Any visitor to Aberdeen, often referred to as the Granite City because of the stone it is constructed out of, can ask a resident for the location of “Kelly’s Cats” and they will most likely be pointed in the direction of the Union Bridge. An overpass located on Union Street allows safe passage over the Den Burn Valley and its operational railway line some 50 feet below.
Aberdeen’s Union Bridge is the largest single-span granite bridge in the world, at 130 feet (40 meters). When it was built in the early 19th century, the design included no cats at all. But at the beginning of the 20th century, the bridge was widened, and new decorative elements were added along the edges of the new footpath.

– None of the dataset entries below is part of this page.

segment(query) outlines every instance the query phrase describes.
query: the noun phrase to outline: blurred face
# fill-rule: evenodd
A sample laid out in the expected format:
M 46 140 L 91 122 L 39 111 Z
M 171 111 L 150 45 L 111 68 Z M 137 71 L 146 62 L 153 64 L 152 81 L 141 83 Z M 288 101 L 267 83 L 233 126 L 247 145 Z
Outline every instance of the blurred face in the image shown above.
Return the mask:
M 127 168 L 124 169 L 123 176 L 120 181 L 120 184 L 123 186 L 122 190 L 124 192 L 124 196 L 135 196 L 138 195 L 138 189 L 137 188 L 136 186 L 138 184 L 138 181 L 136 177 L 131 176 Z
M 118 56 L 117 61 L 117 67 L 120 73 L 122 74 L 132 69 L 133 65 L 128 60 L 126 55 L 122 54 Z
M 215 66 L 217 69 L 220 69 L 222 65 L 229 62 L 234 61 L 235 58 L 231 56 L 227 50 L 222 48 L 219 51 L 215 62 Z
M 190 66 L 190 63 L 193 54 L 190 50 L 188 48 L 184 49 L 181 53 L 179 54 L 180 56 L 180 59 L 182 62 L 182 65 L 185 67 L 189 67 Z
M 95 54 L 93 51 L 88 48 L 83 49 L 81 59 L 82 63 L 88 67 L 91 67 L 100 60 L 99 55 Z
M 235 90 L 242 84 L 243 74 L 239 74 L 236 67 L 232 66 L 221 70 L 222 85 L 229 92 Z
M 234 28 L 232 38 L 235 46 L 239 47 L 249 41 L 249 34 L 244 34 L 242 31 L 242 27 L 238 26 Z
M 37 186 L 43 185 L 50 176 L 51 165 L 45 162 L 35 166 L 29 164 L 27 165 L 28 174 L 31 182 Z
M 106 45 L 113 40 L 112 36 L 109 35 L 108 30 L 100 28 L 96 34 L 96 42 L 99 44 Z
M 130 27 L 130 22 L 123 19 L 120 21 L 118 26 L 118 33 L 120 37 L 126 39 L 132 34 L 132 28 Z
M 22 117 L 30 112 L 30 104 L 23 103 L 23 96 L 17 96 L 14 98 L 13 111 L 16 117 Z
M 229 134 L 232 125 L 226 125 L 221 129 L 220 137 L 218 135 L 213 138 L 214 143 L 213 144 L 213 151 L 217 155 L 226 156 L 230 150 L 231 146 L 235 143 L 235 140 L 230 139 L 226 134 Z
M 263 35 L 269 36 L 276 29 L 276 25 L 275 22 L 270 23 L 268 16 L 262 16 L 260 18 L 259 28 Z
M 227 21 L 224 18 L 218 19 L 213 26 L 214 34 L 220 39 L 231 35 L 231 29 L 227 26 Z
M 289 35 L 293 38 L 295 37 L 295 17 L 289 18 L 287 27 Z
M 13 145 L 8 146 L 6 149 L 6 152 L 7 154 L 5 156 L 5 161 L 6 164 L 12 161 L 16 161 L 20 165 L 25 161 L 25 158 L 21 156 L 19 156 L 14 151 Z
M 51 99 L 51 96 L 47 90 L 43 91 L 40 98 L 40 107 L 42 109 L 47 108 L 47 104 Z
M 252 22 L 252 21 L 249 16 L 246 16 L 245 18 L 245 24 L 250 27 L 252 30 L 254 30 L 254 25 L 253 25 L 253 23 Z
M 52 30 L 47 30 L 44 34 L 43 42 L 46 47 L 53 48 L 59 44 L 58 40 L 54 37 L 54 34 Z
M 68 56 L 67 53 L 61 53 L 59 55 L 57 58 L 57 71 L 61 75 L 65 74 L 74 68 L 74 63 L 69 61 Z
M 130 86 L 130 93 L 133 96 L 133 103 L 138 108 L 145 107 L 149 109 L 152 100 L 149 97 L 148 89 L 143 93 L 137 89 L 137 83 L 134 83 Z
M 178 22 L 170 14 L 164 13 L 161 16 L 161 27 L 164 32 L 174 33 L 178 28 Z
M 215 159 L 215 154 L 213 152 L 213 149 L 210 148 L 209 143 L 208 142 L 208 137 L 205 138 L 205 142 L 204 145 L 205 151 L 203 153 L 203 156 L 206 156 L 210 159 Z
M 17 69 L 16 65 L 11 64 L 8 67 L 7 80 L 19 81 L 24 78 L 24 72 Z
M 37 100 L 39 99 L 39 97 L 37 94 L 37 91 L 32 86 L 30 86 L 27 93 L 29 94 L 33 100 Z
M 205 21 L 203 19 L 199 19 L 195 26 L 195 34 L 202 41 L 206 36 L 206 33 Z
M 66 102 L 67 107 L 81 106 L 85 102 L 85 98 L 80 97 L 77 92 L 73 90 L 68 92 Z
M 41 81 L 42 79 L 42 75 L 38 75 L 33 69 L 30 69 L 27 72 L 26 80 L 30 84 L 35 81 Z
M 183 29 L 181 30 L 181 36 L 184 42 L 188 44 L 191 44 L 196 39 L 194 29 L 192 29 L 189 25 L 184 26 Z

What might not be known to many is that the name given to this row of cast iron cats misidentifies their creator. City architect William Kelly commissioned a series of cast iron leopards that would stand along the balustrade of the bridge, and over time they became known as Kelly’s Cats. There are some who would say that the nickname is a misnomer—though Kelly commissioned the sculptures, it was the artist Sidney Boyes who is truly responsible for creating the look of the dozen leopards that are synonymous with the seal of the city, and for the frieze of toga-wearing gods and goddesses located at its center.
Since the 1400s, Aberdeen’s Coat of Arms has consisted of three towers surrounded by a pair of fleurs-de-lis, above this is the motto “Bon Accord,” French for “Good Agreement.” This saying refers to the secret password that the soldiers of Robert the Bruce used as they retook Aberdeen Castle back from the English. On either side of this banner are a pair of leopards. They are said to represent a gift that James I gave to the city as reimbursement for their financial aid when he was held captive by the English.
Kelly’s Cats continue to be a source of public pride as well as a civic nuisance. There are some that say the bodies of the big cats should be facing inwards rather than outwards. There are others that say they should be removed altogether. But as long as they stand these solemn sentries will continue to keep watch over the citizens of and the tourist to Granite City. Just remember to whisper “Bon Accord” as you pass by.